Following the trials, the scientists found the entrance gate most used in the industry, the vertical gate, was actually the least effective for fish passage. The overshot and reversed overshot gates saw significant improvements compared to the vertical gate.

The scientists discovered differences in water turbulence and velocity caused by the different gates were a contributing factor in the attractiveness to shad, as well. Also, the attraction jet of the reversed overshot gate gave the shad a much clearer directional signal which led to higher numbers passing through.

Additionally, water depth played a key role in the results with the scientists finding the deeper the water, the better the performance and the greater the entry rates.

Following the study’s release, the results were included in the USFWS Fish Passage Engineering Design Criteria, a manual which provides technical guidance in the form of accepted criteria, recommendations and best practices for the design of technical fishways, nature-like fishways, dam removals, culvert replacements and other fish protection technologies.

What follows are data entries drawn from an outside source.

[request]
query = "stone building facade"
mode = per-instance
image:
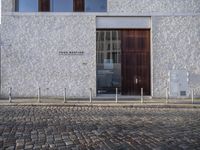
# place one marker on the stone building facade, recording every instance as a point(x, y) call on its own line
point(34, 47)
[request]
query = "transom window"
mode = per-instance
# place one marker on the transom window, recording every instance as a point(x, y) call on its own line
point(61, 5)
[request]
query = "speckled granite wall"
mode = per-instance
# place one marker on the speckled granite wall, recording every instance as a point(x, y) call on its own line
point(176, 45)
point(31, 44)
point(138, 6)
point(30, 57)
point(154, 6)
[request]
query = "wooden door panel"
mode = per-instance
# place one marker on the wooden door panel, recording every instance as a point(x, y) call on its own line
point(135, 62)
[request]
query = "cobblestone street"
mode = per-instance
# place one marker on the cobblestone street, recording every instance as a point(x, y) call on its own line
point(59, 127)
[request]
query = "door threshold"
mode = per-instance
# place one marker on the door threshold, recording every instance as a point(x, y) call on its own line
point(119, 96)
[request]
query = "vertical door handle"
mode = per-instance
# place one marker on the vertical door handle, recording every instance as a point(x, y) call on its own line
point(136, 80)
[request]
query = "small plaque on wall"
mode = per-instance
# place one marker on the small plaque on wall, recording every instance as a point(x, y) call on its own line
point(71, 52)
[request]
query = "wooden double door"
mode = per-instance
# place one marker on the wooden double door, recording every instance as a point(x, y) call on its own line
point(135, 62)
point(128, 52)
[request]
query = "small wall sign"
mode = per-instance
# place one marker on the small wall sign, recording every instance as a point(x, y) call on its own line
point(71, 52)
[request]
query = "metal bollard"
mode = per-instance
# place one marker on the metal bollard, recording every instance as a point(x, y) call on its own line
point(90, 95)
point(192, 94)
point(10, 95)
point(142, 99)
point(116, 97)
point(167, 95)
point(64, 95)
point(39, 95)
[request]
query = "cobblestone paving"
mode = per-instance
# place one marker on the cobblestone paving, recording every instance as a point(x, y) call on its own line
point(57, 127)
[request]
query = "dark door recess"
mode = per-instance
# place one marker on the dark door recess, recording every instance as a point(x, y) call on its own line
point(135, 62)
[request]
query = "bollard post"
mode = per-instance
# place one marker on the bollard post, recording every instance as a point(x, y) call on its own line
point(116, 97)
point(192, 93)
point(10, 95)
point(167, 95)
point(90, 95)
point(142, 99)
point(64, 95)
point(39, 95)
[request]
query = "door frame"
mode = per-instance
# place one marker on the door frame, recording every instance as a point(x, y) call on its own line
point(150, 57)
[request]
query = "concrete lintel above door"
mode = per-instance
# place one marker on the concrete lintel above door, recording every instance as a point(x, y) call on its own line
point(123, 22)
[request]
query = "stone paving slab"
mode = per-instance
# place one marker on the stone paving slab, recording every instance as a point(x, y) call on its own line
point(96, 127)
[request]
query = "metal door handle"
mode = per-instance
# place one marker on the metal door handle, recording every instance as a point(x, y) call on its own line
point(136, 80)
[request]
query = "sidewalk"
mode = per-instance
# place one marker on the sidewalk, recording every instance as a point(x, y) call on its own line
point(177, 103)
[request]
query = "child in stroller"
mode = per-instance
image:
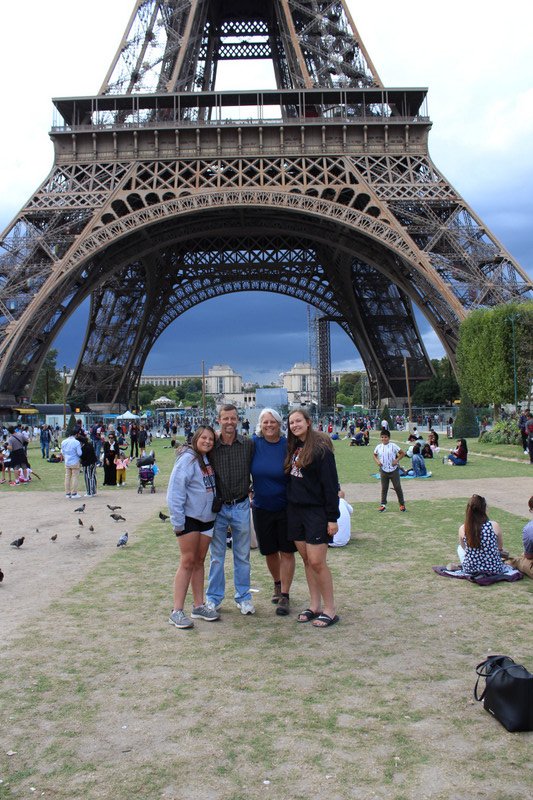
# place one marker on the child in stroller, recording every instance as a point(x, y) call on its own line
point(147, 471)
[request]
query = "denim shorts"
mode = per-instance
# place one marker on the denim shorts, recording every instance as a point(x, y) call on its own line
point(271, 531)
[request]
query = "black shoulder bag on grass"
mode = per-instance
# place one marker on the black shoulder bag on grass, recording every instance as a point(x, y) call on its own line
point(508, 692)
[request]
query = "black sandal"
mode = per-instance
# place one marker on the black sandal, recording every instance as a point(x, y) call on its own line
point(307, 615)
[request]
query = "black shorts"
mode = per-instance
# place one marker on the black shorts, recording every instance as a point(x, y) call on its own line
point(196, 525)
point(308, 524)
point(271, 531)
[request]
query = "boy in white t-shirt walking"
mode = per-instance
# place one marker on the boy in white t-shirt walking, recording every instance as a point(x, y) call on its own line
point(387, 456)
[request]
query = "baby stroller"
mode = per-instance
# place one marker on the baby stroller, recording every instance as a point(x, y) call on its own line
point(147, 472)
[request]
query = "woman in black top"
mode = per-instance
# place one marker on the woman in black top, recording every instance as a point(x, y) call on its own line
point(312, 511)
point(111, 450)
point(88, 461)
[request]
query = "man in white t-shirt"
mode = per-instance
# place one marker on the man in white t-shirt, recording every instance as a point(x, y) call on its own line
point(387, 456)
point(342, 536)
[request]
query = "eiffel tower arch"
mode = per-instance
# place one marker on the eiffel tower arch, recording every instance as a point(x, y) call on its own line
point(166, 192)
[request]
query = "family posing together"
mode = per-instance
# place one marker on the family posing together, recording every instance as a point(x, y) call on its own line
point(295, 507)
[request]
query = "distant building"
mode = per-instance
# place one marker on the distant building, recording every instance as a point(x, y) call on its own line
point(301, 383)
point(221, 382)
point(271, 398)
point(167, 380)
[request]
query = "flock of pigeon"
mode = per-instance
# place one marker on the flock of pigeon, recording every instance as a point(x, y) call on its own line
point(122, 542)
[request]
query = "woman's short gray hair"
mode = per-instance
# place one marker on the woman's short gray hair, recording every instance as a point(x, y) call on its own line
point(274, 413)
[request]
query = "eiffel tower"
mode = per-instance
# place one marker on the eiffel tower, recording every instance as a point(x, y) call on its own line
point(165, 193)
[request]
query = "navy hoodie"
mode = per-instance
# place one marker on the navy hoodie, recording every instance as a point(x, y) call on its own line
point(316, 485)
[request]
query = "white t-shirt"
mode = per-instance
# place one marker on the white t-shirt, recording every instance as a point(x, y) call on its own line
point(386, 454)
point(342, 536)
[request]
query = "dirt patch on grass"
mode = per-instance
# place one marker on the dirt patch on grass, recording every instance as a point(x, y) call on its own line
point(42, 570)
point(104, 699)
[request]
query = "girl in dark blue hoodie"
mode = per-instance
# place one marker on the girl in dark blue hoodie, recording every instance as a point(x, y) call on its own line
point(312, 511)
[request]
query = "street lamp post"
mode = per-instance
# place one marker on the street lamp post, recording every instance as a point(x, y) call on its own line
point(512, 319)
point(64, 398)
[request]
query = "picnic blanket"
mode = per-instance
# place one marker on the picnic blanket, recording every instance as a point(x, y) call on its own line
point(508, 574)
point(420, 477)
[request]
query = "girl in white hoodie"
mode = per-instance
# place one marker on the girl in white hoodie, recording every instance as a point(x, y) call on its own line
point(190, 495)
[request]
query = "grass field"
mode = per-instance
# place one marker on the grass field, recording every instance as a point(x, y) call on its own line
point(101, 699)
point(354, 464)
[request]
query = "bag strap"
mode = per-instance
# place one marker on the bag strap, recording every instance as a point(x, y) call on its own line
point(488, 667)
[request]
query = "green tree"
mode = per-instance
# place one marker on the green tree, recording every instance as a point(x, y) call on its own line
point(147, 392)
point(486, 357)
point(350, 387)
point(465, 425)
point(436, 391)
point(49, 383)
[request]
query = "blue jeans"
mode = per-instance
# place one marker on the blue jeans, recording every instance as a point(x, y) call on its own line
point(238, 518)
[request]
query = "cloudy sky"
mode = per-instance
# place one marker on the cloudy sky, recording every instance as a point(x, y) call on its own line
point(474, 57)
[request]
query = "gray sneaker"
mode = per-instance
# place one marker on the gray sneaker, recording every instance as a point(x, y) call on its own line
point(205, 612)
point(180, 620)
point(246, 607)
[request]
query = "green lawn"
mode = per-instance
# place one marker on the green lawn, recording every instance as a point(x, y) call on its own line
point(354, 464)
point(102, 699)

Since being included in the manual, the overshot gate is now the preferred gate type at shad fishways.

“The results obtained from the fishway entrance gate study performed at the Conte Lab were incredibly insightful and integrated immediately into the USFWS Fish Passage Engineering Design Criteria manual,” said Bryan Sojkowski, study coauthor and USFWS Fish Passage Engineering hydraulic engineer. “The information was especially critical when informing fish passage design for American shad, a species that has been historically very difficult to pass in a timely, and effective manner. 

“Since the completion and publication of the entrance gate study, new fishway designs all across the northeast region made sure to meet the new standard and existing fishways were re-assessed to see how the standard could potentially be met through changes to operational protocols or gate type,” Sojkowski said. 

“The Conte Lab continues to play a key role in moving the science of fish passage forward,” added Sojkowski. “Our relationship with Conte allows us to relay issues or research gaps we see in the field and obtain scientifically proven results to aid in more successful fishways being constructed as well as remaining at the forefront of the science.”      

Due to the success of the shad fishway entrance gate study, the methods and techniques developed for it are planned to be used in future fishway entrance research including an upcoming three-year study with river herring beginning in the spring of 2024.